How to Resolve Skypilot OutOfMemoryError When Provisioning Multiple Nodes?
I'm trying to use Skypilot to provision 75 nodes using a t2.small
instance on AWS, but I'm encountering an OutOfMemoryError
. Here's the error message I'm getting:
ray.exceptions.OutOfMemoryError: Task was killed due to the node running low on memory.

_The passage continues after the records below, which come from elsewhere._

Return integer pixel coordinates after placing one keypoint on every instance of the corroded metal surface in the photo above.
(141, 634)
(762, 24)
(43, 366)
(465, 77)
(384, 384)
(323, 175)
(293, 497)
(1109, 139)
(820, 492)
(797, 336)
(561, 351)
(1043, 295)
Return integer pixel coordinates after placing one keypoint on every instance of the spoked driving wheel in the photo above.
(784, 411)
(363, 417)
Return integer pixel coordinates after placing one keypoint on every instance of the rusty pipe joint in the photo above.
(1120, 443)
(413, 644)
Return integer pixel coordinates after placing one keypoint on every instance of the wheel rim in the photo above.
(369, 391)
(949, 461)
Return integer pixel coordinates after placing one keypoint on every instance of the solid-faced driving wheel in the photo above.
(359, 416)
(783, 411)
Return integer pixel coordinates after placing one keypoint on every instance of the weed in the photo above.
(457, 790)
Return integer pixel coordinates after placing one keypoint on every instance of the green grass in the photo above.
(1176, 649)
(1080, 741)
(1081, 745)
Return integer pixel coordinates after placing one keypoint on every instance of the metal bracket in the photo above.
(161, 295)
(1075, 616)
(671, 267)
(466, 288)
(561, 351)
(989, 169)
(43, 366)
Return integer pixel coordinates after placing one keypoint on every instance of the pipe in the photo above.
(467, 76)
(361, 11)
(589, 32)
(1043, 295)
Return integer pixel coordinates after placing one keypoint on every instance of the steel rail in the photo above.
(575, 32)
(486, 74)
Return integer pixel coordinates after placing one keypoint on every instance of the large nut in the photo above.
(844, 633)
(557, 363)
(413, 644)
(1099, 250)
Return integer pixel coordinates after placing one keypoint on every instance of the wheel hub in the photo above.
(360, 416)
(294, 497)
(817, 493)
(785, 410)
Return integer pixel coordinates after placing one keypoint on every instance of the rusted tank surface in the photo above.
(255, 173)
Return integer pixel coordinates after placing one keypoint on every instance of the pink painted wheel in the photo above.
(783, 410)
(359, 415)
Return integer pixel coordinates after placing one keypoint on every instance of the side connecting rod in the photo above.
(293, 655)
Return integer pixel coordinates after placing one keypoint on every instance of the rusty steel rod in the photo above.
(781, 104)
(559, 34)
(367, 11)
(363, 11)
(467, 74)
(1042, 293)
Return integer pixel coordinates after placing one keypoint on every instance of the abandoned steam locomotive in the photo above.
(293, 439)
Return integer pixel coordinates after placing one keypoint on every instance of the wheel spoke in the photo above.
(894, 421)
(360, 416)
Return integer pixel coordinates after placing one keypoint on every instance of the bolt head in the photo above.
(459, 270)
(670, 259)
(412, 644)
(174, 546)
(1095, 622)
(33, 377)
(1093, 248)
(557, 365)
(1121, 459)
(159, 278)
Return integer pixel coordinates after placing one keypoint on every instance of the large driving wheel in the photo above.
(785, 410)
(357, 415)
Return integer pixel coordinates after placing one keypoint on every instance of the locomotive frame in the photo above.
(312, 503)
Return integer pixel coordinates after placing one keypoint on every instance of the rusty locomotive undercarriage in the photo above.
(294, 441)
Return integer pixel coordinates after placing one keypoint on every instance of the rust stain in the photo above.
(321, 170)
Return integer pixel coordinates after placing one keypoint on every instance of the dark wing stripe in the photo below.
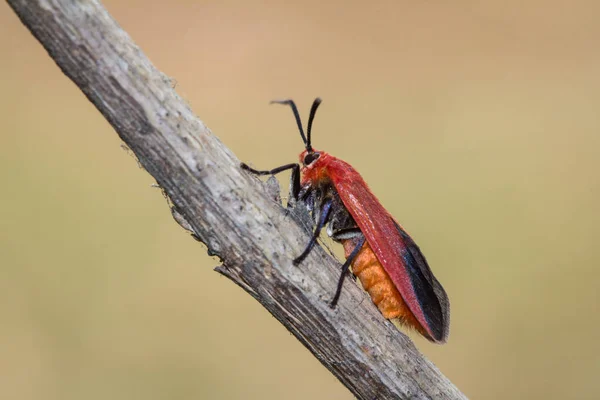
(430, 293)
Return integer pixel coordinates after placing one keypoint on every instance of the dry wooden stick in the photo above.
(229, 210)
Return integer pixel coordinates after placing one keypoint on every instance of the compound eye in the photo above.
(310, 158)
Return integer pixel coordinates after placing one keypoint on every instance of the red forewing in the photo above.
(395, 249)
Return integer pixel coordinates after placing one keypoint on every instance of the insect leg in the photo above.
(345, 268)
(323, 219)
(295, 182)
(274, 170)
(346, 233)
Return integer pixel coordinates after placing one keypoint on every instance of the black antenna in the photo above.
(313, 110)
(296, 115)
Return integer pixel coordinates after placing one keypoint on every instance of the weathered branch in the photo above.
(227, 209)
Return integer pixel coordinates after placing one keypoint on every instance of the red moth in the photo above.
(382, 255)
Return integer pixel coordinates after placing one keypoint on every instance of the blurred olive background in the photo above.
(476, 124)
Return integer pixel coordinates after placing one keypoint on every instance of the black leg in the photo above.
(346, 233)
(274, 170)
(295, 183)
(345, 268)
(324, 218)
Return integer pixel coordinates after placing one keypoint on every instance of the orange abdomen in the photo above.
(380, 287)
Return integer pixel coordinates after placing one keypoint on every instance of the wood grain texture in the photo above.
(230, 211)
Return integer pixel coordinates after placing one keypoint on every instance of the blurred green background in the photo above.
(475, 123)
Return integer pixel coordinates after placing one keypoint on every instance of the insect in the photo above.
(381, 254)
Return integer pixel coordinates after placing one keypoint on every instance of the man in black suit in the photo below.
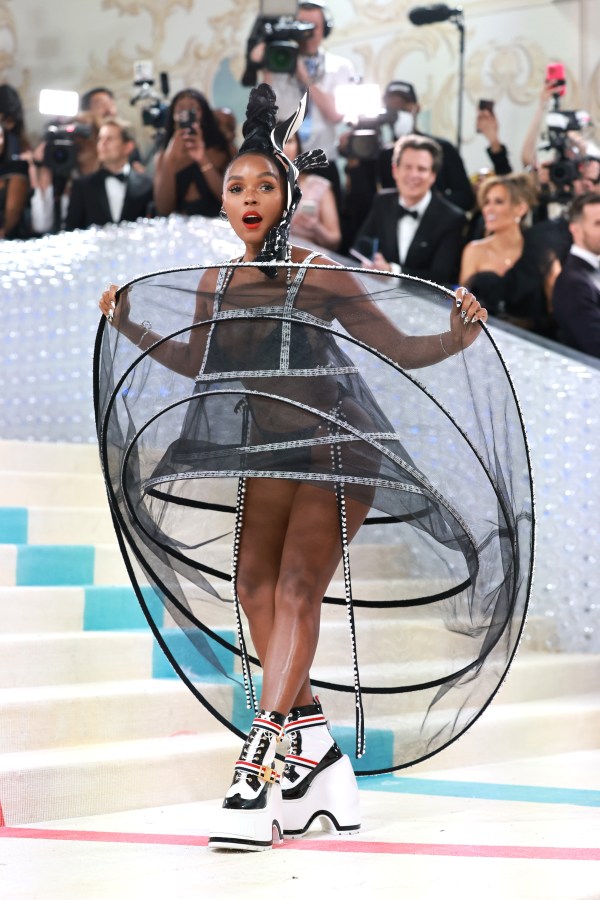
(115, 192)
(413, 229)
(576, 297)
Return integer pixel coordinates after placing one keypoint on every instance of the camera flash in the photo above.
(59, 103)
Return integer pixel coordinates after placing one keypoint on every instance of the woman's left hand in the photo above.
(465, 316)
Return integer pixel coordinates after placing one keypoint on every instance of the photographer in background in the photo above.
(188, 176)
(55, 163)
(366, 176)
(486, 123)
(115, 192)
(414, 229)
(14, 190)
(576, 298)
(13, 121)
(320, 72)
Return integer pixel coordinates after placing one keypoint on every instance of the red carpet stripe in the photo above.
(325, 844)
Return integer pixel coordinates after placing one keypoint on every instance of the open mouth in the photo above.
(251, 219)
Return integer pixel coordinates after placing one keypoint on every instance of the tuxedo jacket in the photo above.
(88, 204)
(452, 182)
(436, 248)
(576, 302)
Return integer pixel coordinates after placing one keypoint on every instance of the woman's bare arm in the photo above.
(364, 319)
(183, 357)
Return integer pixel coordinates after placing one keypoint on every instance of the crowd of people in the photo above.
(409, 206)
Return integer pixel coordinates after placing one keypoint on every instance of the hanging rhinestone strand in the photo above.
(246, 671)
(336, 461)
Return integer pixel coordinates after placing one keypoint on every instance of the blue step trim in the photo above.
(55, 565)
(196, 663)
(478, 790)
(14, 524)
(116, 608)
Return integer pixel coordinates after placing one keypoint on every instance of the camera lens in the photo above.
(281, 56)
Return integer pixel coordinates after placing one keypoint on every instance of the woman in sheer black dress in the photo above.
(261, 323)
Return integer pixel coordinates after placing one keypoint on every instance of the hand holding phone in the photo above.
(555, 76)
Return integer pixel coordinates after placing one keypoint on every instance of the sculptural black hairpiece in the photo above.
(262, 134)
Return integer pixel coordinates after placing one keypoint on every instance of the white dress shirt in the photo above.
(115, 191)
(586, 255)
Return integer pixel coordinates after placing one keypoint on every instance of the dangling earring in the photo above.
(288, 259)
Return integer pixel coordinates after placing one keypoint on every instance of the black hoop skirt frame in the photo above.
(423, 619)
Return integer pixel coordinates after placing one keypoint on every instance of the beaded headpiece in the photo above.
(262, 134)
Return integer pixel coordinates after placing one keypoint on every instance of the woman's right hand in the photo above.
(117, 313)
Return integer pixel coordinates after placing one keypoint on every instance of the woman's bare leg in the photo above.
(311, 553)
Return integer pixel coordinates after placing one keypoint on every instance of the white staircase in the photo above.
(87, 727)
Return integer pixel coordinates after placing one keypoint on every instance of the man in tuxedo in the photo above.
(576, 297)
(413, 229)
(115, 192)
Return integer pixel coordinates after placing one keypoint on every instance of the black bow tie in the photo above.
(403, 211)
(120, 176)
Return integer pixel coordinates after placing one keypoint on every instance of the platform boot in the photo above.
(318, 781)
(252, 811)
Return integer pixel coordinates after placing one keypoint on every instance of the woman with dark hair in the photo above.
(14, 191)
(189, 170)
(280, 410)
(513, 268)
(12, 120)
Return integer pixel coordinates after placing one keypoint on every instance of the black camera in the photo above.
(155, 110)
(282, 36)
(365, 140)
(186, 118)
(60, 150)
(564, 170)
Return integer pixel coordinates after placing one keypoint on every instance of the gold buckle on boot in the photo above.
(268, 774)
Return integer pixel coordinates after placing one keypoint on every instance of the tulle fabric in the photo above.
(422, 620)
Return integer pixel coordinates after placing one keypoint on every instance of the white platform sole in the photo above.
(332, 797)
(246, 829)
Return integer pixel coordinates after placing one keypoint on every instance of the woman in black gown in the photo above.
(279, 406)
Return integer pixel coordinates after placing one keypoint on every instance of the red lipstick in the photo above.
(251, 219)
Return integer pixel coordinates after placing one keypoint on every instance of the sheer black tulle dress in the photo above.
(276, 379)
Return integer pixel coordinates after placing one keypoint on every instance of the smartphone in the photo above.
(555, 74)
(143, 72)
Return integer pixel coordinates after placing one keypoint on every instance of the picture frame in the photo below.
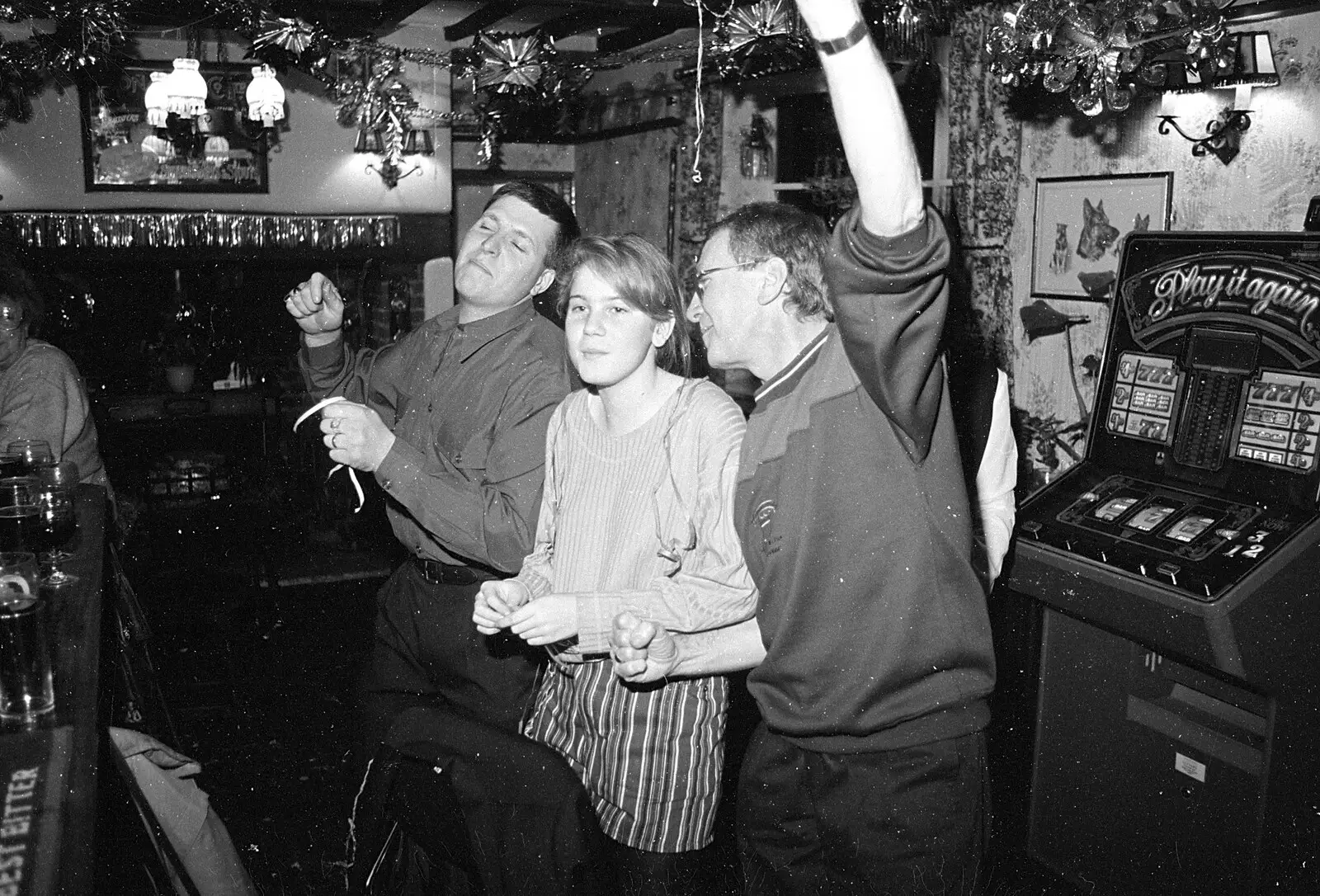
(218, 152)
(1079, 230)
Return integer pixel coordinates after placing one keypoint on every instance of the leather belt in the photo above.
(439, 573)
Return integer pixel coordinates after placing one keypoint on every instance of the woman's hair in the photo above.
(644, 279)
(20, 290)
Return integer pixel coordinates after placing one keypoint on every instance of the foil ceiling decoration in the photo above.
(1101, 53)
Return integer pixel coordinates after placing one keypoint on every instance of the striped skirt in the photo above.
(648, 755)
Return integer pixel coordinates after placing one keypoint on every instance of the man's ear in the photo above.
(774, 280)
(543, 283)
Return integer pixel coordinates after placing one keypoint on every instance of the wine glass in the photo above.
(59, 473)
(11, 465)
(17, 526)
(17, 511)
(35, 451)
(57, 524)
(63, 474)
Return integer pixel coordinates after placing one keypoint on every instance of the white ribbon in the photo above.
(353, 474)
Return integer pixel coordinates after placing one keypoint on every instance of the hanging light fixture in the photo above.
(756, 149)
(156, 101)
(266, 97)
(186, 88)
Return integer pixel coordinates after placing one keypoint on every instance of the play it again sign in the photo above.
(1264, 293)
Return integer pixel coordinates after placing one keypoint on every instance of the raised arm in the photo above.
(870, 118)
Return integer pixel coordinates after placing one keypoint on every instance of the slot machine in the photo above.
(1178, 719)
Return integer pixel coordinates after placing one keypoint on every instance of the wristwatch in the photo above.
(855, 35)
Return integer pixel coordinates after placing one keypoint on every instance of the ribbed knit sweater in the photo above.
(642, 521)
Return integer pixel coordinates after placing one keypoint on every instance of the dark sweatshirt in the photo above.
(855, 519)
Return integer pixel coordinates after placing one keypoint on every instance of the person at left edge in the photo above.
(41, 392)
(452, 420)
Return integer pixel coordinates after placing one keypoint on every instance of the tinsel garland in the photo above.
(198, 230)
(66, 41)
(1097, 52)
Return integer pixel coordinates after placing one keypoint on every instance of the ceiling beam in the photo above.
(573, 22)
(631, 37)
(482, 17)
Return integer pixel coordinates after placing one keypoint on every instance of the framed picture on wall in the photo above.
(217, 152)
(1080, 224)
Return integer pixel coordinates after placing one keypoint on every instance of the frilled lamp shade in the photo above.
(370, 140)
(186, 88)
(419, 143)
(266, 97)
(156, 99)
(1253, 64)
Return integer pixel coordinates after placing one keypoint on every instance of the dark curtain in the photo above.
(985, 145)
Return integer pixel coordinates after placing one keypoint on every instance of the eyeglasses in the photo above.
(700, 280)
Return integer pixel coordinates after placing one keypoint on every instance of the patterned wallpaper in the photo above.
(1267, 186)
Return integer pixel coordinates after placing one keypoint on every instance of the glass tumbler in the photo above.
(26, 680)
(33, 451)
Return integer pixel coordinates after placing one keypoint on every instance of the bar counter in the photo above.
(50, 768)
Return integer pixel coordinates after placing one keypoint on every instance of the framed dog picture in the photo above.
(1080, 226)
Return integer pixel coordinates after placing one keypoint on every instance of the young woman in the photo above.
(637, 515)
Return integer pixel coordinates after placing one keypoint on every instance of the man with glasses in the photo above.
(870, 653)
(43, 395)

I've checked the GitHub issue related to this, but the resolution isn't clear to me. Could the problem be with the spot controller? Below is the YAML config I'm using:
resources:
cloud: aws
instance_type: t2.small
workdir: .
setup: |
echo "Running setup."
run: |
echo "Hello, SkyPilot!"
conda env list
How can I resolve this issue?
Kishan Bhoopalam
Asked on Jan 24, 2024
It seems that the t2.small
instance with 2GB of memory is not sufficient for running Ray as part of the Skypilot runtime, especially when provisioning 75 nodes. Ray is known to be memory-intensive. To resolve this issue, you should try using a larger memory machine. For example, you can use the --memory 4+
option to pick instances with more memory, such as c6i.large
on AWS. After switching to a t2.medium
instance, the problem was resolved. A good lower bound for memory per node when using Ray is probably at least 4GB, as 2GB has been shown to fail.